A carpet made of gold perfectly surrounds a circle the exact size of a 45 that mimics the glowing orange orb on the back of The Fool.
But blue like Neptune — or maybe a Blue Beat record.
The shape of a giant blue fish from the front of the guitar becomes a record-sized circle, drowning mermaids in the sea.
Crimson-haired and turquoise-bodied, made up of tight squiggly lines.
Purple fishes swim all the way up the back of the neck.
The sail from the boat on the front appears again on the back — as if looping through dimensions.
Or maybe it’s the other way.
I really loved the blend of colours on one side: ultramarine and lemon yellow, with bits of aqua and accidental green — all as if pouring out from the 45.
On the other side, I painted — in very childlike bubble letters that feel so embarrassing now (I still have no idea why they’re wearing Christmas hats) — the words “Sing, Goddess.”
It was from the beginning of The Odyssey, and I knew it was talking to me, even then.
I knew I was at the beginning of something.
I was Aphrodite walking into the bright sunshine of Love.

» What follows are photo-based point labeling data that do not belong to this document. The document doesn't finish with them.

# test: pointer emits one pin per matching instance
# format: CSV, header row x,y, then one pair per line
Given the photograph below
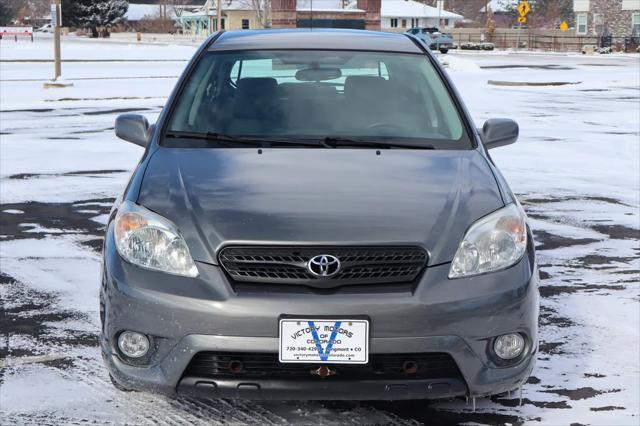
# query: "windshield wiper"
x,y
334,142
229,139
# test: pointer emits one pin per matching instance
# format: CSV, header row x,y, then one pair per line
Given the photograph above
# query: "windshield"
x,y
312,94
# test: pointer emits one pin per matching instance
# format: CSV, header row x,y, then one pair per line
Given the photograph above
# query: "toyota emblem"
x,y
324,265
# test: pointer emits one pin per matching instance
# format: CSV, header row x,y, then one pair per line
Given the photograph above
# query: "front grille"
x,y
358,265
221,365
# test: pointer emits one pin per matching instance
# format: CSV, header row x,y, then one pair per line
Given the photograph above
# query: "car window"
x,y
318,94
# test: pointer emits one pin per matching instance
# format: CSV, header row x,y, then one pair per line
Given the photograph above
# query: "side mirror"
x,y
499,132
133,128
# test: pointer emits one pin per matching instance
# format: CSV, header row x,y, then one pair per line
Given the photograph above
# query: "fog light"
x,y
509,346
132,344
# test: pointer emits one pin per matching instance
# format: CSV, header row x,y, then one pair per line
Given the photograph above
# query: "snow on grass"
x,y
576,169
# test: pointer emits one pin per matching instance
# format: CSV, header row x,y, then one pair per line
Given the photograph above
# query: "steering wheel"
x,y
384,125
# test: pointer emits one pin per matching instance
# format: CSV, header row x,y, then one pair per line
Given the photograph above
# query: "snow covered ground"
x,y
576,170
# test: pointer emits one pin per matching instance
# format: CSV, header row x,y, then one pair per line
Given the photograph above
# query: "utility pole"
x,y
57,22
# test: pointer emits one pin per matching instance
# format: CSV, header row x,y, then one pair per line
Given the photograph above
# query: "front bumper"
x,y
187,316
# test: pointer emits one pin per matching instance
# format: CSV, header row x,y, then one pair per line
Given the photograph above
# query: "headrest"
x,y
368,86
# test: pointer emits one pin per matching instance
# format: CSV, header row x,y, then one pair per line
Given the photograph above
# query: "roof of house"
x,y
328,6
137,12
500,5
414,9
322,39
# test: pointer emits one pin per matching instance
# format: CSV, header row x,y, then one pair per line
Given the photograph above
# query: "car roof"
x,y
318,39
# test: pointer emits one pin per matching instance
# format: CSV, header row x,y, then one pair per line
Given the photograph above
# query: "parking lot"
x,y
576,170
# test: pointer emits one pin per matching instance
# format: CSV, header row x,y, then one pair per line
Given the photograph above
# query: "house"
x,y
235,15
354,14
618,18
403,14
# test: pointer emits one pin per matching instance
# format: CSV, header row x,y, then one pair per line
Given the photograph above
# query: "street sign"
x,y
54,15
524,8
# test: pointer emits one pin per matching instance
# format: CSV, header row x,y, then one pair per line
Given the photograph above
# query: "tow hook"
x,y
323,371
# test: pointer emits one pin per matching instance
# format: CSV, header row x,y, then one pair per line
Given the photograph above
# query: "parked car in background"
x,y
316,216
435,39
477,46
48,28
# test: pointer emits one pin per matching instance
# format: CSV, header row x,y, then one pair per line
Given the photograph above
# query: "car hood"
x,y
320,196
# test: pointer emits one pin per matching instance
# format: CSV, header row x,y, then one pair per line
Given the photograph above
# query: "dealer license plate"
x,y
339,341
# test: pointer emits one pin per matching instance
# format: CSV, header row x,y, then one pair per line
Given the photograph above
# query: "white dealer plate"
x,y
335,341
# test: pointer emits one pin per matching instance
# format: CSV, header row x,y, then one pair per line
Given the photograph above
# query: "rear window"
x,y
318,94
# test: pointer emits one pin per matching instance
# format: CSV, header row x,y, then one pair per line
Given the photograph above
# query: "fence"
x,y
551,40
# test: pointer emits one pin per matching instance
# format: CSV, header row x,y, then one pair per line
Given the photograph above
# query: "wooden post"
x,y
56,40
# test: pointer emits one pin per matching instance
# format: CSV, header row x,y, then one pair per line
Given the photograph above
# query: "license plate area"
x,y
327,341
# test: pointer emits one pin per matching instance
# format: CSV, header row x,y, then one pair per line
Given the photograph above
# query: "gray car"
x,y
315,216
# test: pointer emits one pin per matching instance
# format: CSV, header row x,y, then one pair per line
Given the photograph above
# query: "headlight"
x,y
149,240
494,242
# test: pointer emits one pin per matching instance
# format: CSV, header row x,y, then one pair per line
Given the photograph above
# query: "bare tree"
x,y
177,6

Aphrodite was married to the god of fire, but she was known for her affairs with other gods.
I used to want to be known for something, too.
I love this guitar for what it meant to me — and to him, then. For what it sparked.
The way it combined story, painting, and music in an intuitive dance.
The way it pulled me into rabbit holes of lyrics and myth.
I love the record of uncertain brushstrokes and bridled bravery.
The story is there, but she’s still in the loudest part of the noise.
Still outside the stillness most of the time.
She knows the story begins her way out as she stands in the light of the sun.